Sono stati uccisi perché stranieri, perché capaci di comprendere ciò che si stava realizzando e quindi “pericolosi”, perché preti e pastori, per politica, per odio, per ignoranza.
Sono stati accompagnati da moltissimi altri a noi sconosciuti e da una ragazza di 24 anni, da pochi anni suora che per fedeltà alla sua consacrazione a Dio ha resistito e rifiutato di cadere nelle mani e cedere alle voglie di un comandante che voleva prenderla con la forza, Anualite. Sorte triste e gloriosa, giorni oscuri di violenza e di morte, giorni luminosi di testimonianza e di amore nelle offese, di perdono nella persecuzione.
Per lei era il primo dicembre ed è appunto oggi che tutta la nazione del Congo la ricorda ad Isiro, nella città in cui è rimasta alcune ore, il tempo di morire.

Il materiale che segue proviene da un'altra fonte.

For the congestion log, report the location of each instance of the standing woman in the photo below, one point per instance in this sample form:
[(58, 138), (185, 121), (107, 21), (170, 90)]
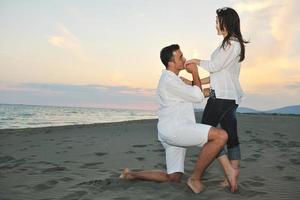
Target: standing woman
[(226, 92)]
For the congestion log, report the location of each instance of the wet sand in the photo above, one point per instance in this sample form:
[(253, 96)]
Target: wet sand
[(84, 161)]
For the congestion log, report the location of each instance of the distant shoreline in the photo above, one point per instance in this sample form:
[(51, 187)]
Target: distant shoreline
[(127, 122)]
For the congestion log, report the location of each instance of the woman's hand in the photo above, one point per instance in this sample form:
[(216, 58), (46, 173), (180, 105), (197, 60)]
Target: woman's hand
[(186, 81), (192, 61), (206, 92)]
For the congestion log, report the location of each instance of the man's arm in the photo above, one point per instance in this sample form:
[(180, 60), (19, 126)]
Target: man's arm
[(196, 78)]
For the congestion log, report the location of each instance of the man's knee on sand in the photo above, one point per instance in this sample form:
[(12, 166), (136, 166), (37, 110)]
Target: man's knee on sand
[(175, 177), (218, 134)]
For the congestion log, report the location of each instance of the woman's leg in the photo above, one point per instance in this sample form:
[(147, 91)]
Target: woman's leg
[(229, 123), (151, 175)]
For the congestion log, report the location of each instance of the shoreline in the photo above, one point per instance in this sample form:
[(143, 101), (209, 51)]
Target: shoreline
[(85, 161)]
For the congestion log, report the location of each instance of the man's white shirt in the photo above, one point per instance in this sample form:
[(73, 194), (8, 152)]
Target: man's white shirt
[(224, 68), (175, 100)]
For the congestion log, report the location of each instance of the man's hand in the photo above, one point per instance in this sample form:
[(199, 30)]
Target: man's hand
[(191, 68), (186, 81), (206, 92), (192, 61)]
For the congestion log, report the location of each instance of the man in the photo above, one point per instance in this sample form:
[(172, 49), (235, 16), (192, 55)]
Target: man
[(178, 129)]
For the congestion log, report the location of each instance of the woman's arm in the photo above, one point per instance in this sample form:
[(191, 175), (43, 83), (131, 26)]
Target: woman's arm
[(221, 59), (205, 80)]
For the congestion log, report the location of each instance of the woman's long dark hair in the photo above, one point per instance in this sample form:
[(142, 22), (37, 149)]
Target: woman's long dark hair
[(230, 20)]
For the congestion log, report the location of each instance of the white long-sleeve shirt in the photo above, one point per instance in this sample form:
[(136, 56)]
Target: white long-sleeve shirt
[(175, 100), (224, 68)]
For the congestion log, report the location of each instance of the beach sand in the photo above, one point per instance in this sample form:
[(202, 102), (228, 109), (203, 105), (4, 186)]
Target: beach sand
[(85, 161)]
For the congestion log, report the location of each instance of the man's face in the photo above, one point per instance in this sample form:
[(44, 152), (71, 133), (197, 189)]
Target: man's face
[(178, 59)]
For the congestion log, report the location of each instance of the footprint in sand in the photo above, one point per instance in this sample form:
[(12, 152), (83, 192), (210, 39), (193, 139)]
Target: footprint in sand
[(280, 135), (55, 169), (140, 158), (289, 178), (280, 168), (130, 152), (75, 195), (139, 145), (100, 153), (91, 165), (295, 161), (44, 186)]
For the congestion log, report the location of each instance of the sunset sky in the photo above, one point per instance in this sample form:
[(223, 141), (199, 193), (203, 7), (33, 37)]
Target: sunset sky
[(106, 53)]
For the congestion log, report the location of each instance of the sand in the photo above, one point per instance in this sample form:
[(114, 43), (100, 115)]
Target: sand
[(84, 162)]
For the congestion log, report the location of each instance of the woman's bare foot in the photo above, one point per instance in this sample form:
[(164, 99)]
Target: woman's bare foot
[(224, 183), (195, 185), (232, 179), (126, 174)]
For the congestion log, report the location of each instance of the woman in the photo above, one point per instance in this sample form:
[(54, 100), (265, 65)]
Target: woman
[(224, 68)]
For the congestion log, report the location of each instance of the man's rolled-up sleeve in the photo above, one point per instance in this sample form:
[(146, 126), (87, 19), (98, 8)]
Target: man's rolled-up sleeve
[(185, 92)]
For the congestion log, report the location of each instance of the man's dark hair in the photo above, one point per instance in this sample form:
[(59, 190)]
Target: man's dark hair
[(166, 53)]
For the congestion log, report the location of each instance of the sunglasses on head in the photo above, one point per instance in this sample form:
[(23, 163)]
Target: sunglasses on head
[(220, 9)]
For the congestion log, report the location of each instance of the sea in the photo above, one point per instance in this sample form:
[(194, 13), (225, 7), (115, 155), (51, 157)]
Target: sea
[(16, 116)]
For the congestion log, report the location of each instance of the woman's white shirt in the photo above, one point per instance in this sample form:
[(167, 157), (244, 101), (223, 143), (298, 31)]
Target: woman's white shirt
[(224, 68)]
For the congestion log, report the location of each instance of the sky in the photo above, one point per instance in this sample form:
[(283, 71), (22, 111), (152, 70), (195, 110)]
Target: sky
[(106, 53)]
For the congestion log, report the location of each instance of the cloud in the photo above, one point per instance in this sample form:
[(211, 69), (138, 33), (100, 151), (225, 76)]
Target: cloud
[(69, 42), (272, 58)]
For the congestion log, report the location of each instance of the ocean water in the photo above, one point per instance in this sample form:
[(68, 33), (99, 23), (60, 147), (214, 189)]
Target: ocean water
[(27, 116)]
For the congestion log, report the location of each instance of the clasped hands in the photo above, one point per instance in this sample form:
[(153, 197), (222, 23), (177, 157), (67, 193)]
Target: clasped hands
[(191, 67)]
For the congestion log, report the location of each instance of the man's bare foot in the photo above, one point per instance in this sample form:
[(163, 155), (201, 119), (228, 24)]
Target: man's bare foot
[(232, 179), (126, 174), (195, 185)]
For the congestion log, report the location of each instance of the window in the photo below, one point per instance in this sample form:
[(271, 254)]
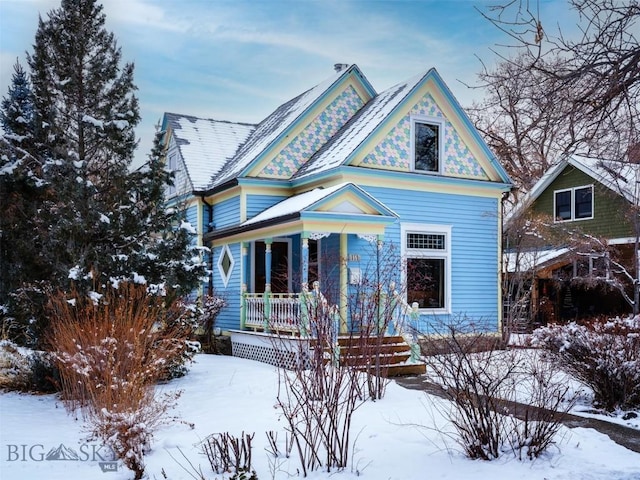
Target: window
[(427, 144), (427, 253), (573, 204), (225, 264), (172, 166)]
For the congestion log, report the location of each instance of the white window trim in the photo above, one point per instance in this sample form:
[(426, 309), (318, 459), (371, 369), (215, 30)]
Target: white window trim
[(225, 277), (434, 121), (445, 254), (573, 205)]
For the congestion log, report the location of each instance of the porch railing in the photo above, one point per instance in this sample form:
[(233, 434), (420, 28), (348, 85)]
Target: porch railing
[(272, 311)]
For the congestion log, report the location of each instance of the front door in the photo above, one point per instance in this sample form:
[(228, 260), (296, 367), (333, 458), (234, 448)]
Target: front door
[(280, 268)]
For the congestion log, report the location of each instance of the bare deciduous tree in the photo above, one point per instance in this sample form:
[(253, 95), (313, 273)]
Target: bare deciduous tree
[(555, 92)]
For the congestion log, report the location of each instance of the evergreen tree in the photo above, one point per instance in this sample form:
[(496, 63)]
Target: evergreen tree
[(94, 216), (21, 192), (16, 116)]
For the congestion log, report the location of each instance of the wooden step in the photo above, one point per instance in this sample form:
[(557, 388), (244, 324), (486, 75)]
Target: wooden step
[(346, 341), (390, 353), (357, 360), (386, 349)]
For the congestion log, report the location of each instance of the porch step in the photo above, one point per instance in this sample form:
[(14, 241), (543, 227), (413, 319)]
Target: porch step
[(391, 353)]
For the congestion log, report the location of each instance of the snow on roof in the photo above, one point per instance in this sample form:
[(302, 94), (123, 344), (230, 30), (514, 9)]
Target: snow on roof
[(206, 145), (270, 129), (347, 140), (535, 259), (620, 177), (295, 204)]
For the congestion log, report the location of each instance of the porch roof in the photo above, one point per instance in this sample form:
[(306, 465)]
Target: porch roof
[(343, 208)]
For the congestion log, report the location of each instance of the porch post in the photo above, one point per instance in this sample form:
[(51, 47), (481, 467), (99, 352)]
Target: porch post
[(343, 283), (267, 285), (267, 264), (305, 259), (244, 281)]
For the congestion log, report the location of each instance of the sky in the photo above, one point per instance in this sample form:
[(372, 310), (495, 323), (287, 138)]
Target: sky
[(238, 60)]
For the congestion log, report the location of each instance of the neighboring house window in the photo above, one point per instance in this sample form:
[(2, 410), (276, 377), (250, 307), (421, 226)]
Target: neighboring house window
[(172, 167), (225, 264), (426, 137), (428, 265), (573, 204)]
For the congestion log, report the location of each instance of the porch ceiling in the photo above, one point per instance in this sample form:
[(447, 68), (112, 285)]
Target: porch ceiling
[(327, 222), (342, 208)]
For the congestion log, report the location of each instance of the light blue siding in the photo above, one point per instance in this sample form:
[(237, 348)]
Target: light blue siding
[(474, 248), (226, 213), (259, 203)]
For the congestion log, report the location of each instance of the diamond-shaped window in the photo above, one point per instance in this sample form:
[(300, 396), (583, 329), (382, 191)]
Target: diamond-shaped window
[(225, 264)]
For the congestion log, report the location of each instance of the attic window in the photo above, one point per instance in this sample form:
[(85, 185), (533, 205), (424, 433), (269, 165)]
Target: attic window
[(225, 264), (172, 166), (573, 204), (426, 138)]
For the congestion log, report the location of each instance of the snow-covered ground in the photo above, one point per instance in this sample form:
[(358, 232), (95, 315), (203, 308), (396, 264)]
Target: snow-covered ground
[(394, 438)]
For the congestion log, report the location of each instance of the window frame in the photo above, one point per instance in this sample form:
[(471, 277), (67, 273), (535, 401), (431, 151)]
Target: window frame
[(172, 167), (573, 204), (427, 120), (426, 253), (226, 276)]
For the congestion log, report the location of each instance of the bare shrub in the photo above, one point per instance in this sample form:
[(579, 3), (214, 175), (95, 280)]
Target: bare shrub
[(483, 384), (603, 354), (319, 395), (229, 454), (111, 348), (207, 313)]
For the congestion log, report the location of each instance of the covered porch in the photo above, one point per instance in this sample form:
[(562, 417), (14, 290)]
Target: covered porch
[(304, 254)]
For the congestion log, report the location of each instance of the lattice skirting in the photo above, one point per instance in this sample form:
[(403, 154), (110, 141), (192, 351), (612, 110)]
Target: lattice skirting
[(274, 350)]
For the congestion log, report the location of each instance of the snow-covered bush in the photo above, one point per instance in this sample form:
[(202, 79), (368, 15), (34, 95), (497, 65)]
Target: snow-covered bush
[(111, 348), (44, 376), (484, 384), (14, 367), (603, 354)]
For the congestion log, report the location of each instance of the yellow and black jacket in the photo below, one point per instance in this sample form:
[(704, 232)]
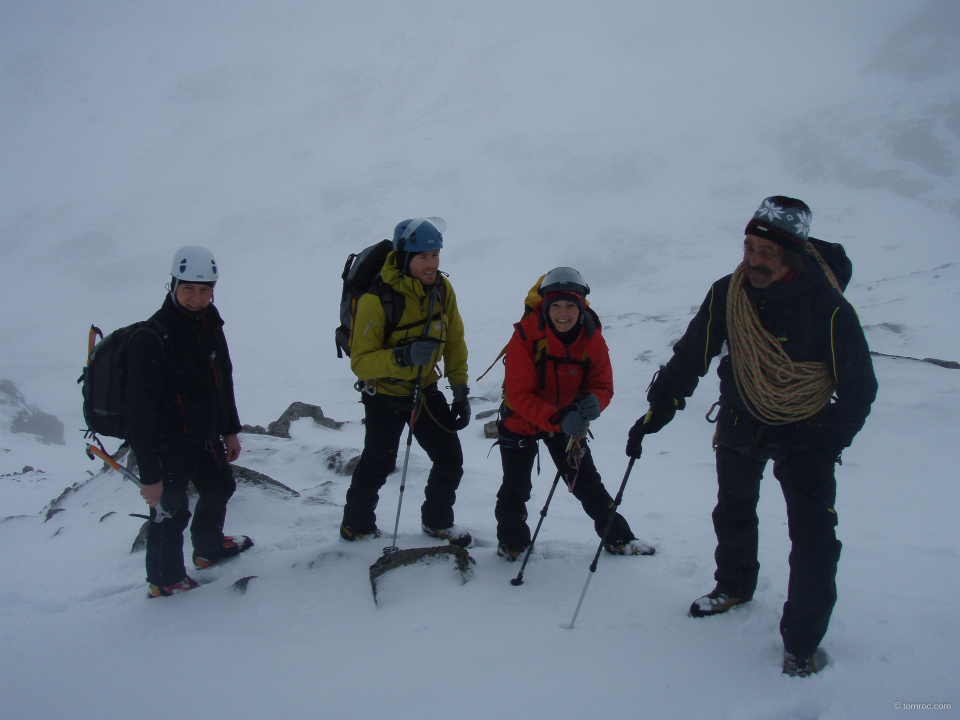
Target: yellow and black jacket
[(371, 356)]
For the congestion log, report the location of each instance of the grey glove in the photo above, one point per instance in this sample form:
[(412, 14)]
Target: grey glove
[(419, 352), (574, 424), (460, 407), (589, 407)]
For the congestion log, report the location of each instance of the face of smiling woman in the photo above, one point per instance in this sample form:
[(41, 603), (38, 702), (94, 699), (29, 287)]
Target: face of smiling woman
[(193, 296), (563, 314), (424, 266)]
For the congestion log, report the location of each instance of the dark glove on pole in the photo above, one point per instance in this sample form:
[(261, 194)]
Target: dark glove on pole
[(656, 418)]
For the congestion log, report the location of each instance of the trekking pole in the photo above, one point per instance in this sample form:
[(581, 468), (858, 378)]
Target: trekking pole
[(518, 580), (105, 456), (606, 531), (406, 459), (413, 416)]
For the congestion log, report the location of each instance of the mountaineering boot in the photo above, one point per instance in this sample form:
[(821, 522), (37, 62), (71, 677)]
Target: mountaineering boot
[(188, 583), (452, 534), (508, 554), (231, 546), (631, 547), (803, 665), (348, 533), (715, 603)]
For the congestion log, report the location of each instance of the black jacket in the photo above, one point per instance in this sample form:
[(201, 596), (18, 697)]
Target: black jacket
[(813, 322), (179, 388)]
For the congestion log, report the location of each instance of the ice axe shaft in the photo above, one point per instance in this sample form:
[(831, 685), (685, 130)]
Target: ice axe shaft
[(603, 540), (413, 417), (93, 450), (518, 580)]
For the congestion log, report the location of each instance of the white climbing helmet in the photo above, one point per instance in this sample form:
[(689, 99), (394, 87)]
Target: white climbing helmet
[(194, 264)]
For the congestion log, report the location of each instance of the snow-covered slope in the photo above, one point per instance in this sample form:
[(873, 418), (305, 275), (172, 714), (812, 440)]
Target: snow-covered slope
[(630, 140)]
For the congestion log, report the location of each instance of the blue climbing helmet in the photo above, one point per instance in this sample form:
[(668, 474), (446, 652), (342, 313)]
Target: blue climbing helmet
[(419, 235)]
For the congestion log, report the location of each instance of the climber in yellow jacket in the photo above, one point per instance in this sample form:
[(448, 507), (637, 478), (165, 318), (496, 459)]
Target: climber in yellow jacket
[(404, 326)]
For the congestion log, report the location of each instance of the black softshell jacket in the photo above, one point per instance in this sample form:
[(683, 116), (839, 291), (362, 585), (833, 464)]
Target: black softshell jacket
[(813, 322), (180, 388)]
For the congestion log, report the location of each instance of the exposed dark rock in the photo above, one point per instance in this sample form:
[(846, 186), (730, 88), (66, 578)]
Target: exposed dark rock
[(241, 585), (247, 476), (341, 461), (397, 559), (281, 426), (30, 419), (949, 364)]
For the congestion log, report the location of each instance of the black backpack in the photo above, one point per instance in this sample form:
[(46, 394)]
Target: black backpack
[(836, 258), (361, 274), (105, 375)]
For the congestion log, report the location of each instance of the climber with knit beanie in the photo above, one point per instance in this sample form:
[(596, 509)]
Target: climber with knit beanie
[(796, 385)]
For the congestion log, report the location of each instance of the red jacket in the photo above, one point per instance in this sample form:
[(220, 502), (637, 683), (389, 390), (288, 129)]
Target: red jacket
[(543, 375)]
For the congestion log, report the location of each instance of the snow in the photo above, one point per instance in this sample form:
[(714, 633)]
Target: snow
[(632, 141)]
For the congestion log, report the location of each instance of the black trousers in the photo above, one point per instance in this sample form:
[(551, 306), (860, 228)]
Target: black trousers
[(386, 417), (205, 465), (810, 489), (517, 454)]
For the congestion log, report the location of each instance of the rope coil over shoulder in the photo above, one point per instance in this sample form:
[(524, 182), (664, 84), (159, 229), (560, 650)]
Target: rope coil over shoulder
[(777, 390)]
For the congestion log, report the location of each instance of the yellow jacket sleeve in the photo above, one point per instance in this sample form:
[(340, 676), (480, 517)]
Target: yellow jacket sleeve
[(455, 349)]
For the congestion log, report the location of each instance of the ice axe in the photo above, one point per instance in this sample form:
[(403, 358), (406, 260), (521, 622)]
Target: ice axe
[(93, 451), (392, 548), (518, 580), (603, 539)]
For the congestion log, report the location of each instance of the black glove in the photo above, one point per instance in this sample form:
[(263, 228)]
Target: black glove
[(652, 422), (460, 407), (573, 423), (419, 352), (589, 407), (659, 415)]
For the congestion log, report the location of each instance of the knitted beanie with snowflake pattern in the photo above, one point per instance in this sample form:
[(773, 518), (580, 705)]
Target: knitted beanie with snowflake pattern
[(783, 220)]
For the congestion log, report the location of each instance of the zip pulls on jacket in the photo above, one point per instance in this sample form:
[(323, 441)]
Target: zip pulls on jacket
[(213, 368)]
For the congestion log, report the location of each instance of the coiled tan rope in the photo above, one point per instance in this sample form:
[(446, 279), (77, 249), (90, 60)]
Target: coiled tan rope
[(778, 390)]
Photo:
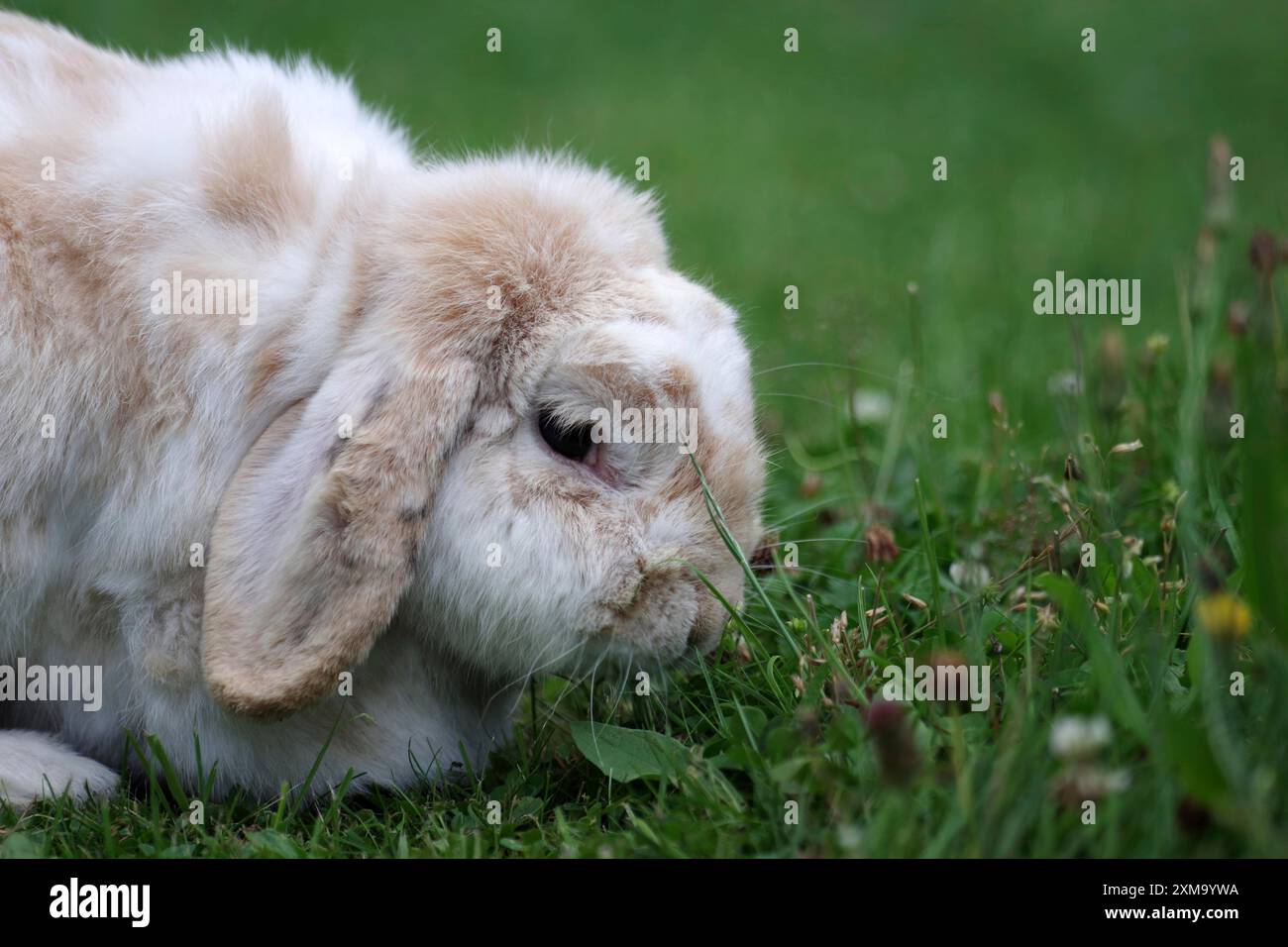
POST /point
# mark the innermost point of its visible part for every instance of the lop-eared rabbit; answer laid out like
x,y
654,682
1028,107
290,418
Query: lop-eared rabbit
x,y
296,427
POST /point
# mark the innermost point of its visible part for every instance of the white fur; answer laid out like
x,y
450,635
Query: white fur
x,y
97,523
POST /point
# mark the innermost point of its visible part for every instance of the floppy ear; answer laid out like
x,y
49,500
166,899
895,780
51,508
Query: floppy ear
x,y
317,534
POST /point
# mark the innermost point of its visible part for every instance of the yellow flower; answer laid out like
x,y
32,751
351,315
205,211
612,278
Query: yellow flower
x,y
1224,616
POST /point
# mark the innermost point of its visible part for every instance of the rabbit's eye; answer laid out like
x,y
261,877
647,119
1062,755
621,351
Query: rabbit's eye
x,y
572,442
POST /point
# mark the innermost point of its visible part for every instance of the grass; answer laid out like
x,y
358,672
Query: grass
x,y
815,171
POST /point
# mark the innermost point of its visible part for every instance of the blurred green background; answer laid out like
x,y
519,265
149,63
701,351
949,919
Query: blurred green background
x,y
814,169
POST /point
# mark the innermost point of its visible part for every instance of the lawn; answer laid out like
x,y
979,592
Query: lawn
x,y
1064,499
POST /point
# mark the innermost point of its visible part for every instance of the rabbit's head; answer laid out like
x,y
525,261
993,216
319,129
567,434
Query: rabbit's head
x,y
536,401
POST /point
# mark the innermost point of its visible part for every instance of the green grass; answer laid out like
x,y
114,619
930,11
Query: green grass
x,y
814,170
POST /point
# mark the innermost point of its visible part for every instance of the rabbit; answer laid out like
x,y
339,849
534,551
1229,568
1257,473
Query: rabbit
x,y
304,441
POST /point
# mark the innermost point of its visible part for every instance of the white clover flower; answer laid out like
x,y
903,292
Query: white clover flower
x,y
871,406
1065,382
1078,737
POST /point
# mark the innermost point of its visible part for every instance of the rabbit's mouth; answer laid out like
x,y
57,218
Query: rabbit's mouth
x,y
661,613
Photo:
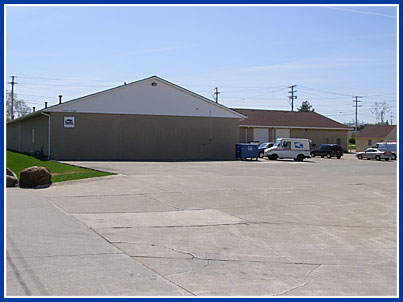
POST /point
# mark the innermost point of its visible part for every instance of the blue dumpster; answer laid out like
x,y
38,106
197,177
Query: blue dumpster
x,y
244,151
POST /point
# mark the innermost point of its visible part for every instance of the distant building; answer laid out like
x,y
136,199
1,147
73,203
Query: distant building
x,y
268,125
371,134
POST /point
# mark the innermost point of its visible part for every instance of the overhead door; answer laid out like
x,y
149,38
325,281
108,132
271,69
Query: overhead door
x,y
260,135
282,133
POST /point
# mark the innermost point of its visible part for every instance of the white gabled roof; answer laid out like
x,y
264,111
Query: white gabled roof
x,y
150,96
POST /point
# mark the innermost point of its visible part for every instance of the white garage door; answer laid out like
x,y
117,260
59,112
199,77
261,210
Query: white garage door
x,y
282,133
260,135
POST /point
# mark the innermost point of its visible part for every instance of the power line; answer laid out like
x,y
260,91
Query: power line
x,y
292,97
216,93
12,96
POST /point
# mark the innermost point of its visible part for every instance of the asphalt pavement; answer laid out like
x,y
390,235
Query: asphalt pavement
x,y
322,227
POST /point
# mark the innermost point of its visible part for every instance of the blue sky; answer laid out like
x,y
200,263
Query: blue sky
x,y
251,53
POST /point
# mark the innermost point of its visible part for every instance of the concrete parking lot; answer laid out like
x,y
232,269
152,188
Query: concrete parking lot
x,y
322,227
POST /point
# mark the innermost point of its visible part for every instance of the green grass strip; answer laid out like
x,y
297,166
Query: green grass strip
x,y
17,162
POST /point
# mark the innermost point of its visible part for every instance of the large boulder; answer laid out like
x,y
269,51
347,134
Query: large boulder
x,y
11,181
35,177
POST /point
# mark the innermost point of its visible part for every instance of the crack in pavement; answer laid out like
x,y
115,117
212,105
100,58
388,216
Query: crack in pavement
x,y
173,226
237,260
154,271
69,255
191,271
305,283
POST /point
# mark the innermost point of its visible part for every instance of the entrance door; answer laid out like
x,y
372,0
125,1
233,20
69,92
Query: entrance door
x,y
282,133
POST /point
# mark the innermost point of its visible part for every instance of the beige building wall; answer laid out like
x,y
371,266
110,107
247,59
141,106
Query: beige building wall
x,y
142,137
28,136
362,143
245,135
319,136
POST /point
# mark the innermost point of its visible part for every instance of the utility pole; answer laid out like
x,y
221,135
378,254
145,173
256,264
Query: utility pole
x,y
356,112
380,110
292,97
216,93
12,96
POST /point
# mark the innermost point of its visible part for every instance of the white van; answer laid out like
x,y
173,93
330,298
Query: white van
x,y
296,148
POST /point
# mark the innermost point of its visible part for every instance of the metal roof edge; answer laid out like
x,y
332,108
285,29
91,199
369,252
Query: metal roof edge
x,y
295,127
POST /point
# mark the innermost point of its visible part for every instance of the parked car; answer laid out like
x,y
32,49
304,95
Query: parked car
x,y
387,146
328,150
264,146
373,153
295,148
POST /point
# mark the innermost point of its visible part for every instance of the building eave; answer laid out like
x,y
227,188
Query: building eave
x,y
293,127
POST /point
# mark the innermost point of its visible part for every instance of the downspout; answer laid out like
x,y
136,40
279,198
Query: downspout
x,y
19,137
48,115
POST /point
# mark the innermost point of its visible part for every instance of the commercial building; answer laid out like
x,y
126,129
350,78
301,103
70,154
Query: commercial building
x,y
268,125
371,134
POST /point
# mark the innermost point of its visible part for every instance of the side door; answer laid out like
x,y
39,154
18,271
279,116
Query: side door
x,y
370,153
320,151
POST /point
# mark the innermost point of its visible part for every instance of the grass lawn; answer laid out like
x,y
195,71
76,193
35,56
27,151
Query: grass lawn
x,y
17,162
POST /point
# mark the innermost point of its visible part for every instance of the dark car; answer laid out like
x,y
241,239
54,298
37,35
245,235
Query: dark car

Anch’io sono qui perché qui si sono dati appuntamento i cristiani, dopo essere passati per Wamba e per Bafwabaka, nei luoghi in cui è nata e cresciuta, dove ha conosciuto ed amato Cristo nella fede, dove ha servito con semplicità e amore i fratelli, dove lei si è “messa a parte” per essere di Dio. E’ la prima “beata”, si dice così, tra i credenti del Congo, della quale di fa memoria, per non dimenticare, presa ad esempio per sostenere il cammino di molti altri ed altre.